The FTML optimizer described in FTML - Follow the Moving Leader in Deep Learning, available at http://proceedings.mlr.press/v70/zheng17a/zheng17a.pdf.

\[\begin{split} g_t = \nabla J(W_{t-1})\\ v_t = \beta_2 v_{t-1} + (1 - \beta_2) g_t^2\\ d_t = \frac{ 1 - \beta_1^t }{ \eta_t } (\sqrt{ \frac{ v_t }{ 1 - \beta_2^t } } + \epsilon) \sigma_t = d_t - \beta_1 d_{t-1} z_t = \beta_1 z_{ t-1 } + (1 - \beta_1^t) g_t - \sigma_t W_{t-1} W_t = - \frac{ z_t }{ d_t }\end{split}\]

Arguments

Argument

Description

weight

NDArray-or-Symbol.

Weight

grad

NDArray-or-Symbol.

Gradient

d

NDArray-or-Symbol.

Internal state d_t

v

NDArray-or-Symbol.

Internal state v_t

z

NDArray-or-Symbol.

Internal state z_t

lr

float, required.

Learning rate.

beta1

float, optional, default=0.6.

Generally close to 0.5.

beta2

float, optional, default=0.999.

Generally close to 1.

epsilon

double, optional, default=1e-08.

Epsilon to prevent div 0.

t

int, required.

Number of update.

wd

float, optional, default=0.

Weight decay augments the objective function with a regularization term that penalizes large weights.
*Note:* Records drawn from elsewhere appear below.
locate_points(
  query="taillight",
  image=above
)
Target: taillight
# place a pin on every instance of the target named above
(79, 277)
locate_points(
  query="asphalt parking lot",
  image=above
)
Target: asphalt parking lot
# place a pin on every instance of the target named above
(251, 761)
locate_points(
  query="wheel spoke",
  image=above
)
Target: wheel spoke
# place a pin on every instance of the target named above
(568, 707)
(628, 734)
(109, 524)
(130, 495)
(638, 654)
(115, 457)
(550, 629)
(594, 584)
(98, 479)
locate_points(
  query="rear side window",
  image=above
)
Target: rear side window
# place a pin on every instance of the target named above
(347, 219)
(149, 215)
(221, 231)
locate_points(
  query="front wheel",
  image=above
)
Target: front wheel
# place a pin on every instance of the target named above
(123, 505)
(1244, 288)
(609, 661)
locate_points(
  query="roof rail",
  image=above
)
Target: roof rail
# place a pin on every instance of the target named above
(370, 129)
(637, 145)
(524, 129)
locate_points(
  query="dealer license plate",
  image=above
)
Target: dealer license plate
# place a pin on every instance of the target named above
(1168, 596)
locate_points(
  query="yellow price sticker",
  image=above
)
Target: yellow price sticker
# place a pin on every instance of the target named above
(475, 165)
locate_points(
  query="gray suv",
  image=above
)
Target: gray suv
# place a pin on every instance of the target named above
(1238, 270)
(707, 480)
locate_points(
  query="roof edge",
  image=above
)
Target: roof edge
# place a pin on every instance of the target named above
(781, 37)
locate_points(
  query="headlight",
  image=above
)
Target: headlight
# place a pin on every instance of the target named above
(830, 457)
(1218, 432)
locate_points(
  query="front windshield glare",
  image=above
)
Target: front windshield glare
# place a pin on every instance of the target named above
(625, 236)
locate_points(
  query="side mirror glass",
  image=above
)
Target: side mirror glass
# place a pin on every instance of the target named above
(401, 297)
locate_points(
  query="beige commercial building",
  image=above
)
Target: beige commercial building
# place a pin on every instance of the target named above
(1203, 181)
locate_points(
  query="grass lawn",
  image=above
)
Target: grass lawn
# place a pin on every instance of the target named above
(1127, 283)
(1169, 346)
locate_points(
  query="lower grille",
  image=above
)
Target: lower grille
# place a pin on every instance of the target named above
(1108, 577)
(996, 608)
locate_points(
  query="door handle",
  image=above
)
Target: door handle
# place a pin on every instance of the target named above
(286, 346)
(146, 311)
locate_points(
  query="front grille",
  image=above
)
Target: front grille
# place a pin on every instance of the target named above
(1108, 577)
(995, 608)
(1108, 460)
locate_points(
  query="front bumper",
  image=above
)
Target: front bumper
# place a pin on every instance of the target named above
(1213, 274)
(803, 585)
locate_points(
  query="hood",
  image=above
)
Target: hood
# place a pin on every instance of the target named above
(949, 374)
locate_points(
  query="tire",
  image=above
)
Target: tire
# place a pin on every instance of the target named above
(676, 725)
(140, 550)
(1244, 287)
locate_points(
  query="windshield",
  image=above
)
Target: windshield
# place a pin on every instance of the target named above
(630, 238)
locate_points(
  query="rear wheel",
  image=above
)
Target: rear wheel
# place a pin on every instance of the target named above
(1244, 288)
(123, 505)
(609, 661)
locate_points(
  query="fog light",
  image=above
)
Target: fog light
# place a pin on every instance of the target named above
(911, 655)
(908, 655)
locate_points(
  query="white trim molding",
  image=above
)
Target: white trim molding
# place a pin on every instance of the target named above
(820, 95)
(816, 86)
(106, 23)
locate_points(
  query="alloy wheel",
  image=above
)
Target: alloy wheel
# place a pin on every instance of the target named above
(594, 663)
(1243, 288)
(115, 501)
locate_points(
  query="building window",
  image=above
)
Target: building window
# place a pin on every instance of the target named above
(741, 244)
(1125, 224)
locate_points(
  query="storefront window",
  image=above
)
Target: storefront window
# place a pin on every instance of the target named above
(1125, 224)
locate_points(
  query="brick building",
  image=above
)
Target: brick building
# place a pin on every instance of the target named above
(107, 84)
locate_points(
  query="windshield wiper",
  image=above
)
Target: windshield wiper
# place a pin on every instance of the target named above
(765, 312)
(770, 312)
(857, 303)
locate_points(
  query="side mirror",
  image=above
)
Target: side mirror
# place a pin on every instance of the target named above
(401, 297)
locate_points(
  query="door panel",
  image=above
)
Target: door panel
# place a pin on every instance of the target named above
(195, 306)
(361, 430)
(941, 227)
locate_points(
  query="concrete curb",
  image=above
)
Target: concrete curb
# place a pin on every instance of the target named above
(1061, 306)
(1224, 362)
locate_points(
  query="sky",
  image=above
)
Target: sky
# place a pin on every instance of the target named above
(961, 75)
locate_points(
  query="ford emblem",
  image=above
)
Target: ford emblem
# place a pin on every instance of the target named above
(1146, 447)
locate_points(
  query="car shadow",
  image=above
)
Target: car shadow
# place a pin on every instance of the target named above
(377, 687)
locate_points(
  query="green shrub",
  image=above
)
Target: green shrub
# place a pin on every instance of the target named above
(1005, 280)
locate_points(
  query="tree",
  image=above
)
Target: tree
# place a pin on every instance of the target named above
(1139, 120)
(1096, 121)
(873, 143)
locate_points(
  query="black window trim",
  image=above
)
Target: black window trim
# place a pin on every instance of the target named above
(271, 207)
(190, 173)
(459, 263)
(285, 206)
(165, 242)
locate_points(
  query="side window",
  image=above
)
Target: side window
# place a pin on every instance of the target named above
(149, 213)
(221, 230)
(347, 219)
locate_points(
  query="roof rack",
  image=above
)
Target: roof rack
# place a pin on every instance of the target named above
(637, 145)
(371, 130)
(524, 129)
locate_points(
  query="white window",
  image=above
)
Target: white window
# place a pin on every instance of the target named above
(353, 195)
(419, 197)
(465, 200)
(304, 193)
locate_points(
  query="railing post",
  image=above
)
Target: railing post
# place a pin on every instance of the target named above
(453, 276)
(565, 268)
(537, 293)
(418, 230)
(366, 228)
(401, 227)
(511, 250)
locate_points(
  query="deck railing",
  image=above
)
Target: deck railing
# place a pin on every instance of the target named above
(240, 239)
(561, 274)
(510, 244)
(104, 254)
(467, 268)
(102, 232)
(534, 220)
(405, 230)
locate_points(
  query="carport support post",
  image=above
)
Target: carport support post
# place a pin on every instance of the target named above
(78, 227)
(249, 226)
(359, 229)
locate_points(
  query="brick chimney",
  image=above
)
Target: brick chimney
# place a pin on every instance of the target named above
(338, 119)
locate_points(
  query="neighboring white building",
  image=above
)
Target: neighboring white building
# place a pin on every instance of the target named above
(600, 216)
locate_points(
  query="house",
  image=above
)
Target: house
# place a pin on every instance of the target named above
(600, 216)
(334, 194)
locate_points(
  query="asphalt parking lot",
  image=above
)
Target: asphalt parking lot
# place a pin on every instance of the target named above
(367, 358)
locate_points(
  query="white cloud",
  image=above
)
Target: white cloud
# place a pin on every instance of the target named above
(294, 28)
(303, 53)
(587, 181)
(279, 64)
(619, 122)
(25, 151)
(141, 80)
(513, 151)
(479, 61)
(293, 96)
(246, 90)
The penalty scales with the square of the magnitude of each weight.

rescale.grad

float, optional, default=1.

Rescale gradient to grad = rescale_grad*grad.

clip.grad

float, optional, default=-1.

Clip gradient to the range of [-clip_gradient, clip_gradient] If clip_gradient <= 0, gradient clipping is turned off. grad = max(min(grad, clip_gradient), -clip_gradient).